Re: Brilliant Dan Lubell not hating beautiful Bill Gatten - Posted by Bill Gatten
Posted by Bill Gatten on May 23, 1999 at 16:19:13:
Dan,
Burnish the following indelibly into your subconscious if you will:
“When the finger is pointed toward a star, it is the slow of wit who looks at the finger” [Chinese Proverb]
(This is no manner an allusion to your brilliance, which I indeed acknowledge and respect: but rather it is a pointed reference to my own extraordinary beauty).
Now (speaking of pasting and poking):
YOU SAID: “The due on sale clause is NEVER triggered when Harry homeseller rents out his property.”
I SAY: First fallacy… the DOS is always subject to being triggered if that rental or lease agreement is for more than three years or contains an option to purchase (GSG USCA 1701-j-3, item 8).
YOU SAID: “A transfer into an inter vivos trust in which the borrower IS AND REMAINS the beneficiary and OCCUPANT of the property…[is excluded]”
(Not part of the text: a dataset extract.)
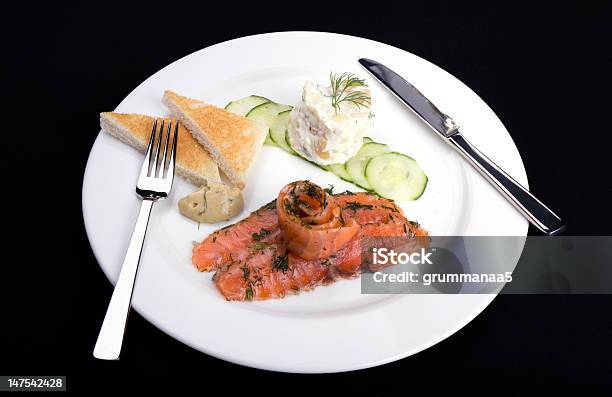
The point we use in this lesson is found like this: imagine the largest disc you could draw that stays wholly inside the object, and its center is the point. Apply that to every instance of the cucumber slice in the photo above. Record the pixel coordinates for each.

I SAY: Correctomundo! Except that I think the verbiage refers to “resident” rather than “occupant” and remember…it is the “interpretation,” not the “law.”). The U.S. Code Annotated (1701-j-3) does NOT refer to such occupancy provision. Though I do agree that a lender could jump on this interpretation, and would no doubt to so, in an attempt to prove me wrong…if they chose to: that does no however, make them right.
I’ve cited other cases wherein transfer of a partial or co-beneficial interest in a trust did not entitle the lender to a DOS call despite their clinging to the FHLMB interpretation, however, here are a couple “reasonably related” others:
Gasparre v. 88-36 Elmhurst Ave. Realty Corp., 119 Misc.2d 628, 464 NYSE2d 106 (1983) (See also U.S. Med O. Farm, Inc., 701 F2d 88 (9th Cir. 1983). In this case the property was vested with a corporation, and transfer of the borrower’s stock did not trigger the DOS. Note, however, that, in residential property, stock ownership to a resident would not convey tax deductibility as it does when beneficiary interest in a land trust is similarly conveyed.
Also see Hodge v. DMNS, Co. 652 SW2d 761 (Tenn.App Ct., 1982). In this case it was a partnership, wherein two of three partners withdrew in order to convey full interest to the third partner who didn’t qualify for the loan (no DOS viol).
Now…
YOU SAID: “…let me be clear. I DON’T THINK THIS WILL EVER COME UP! I was simply making the point…”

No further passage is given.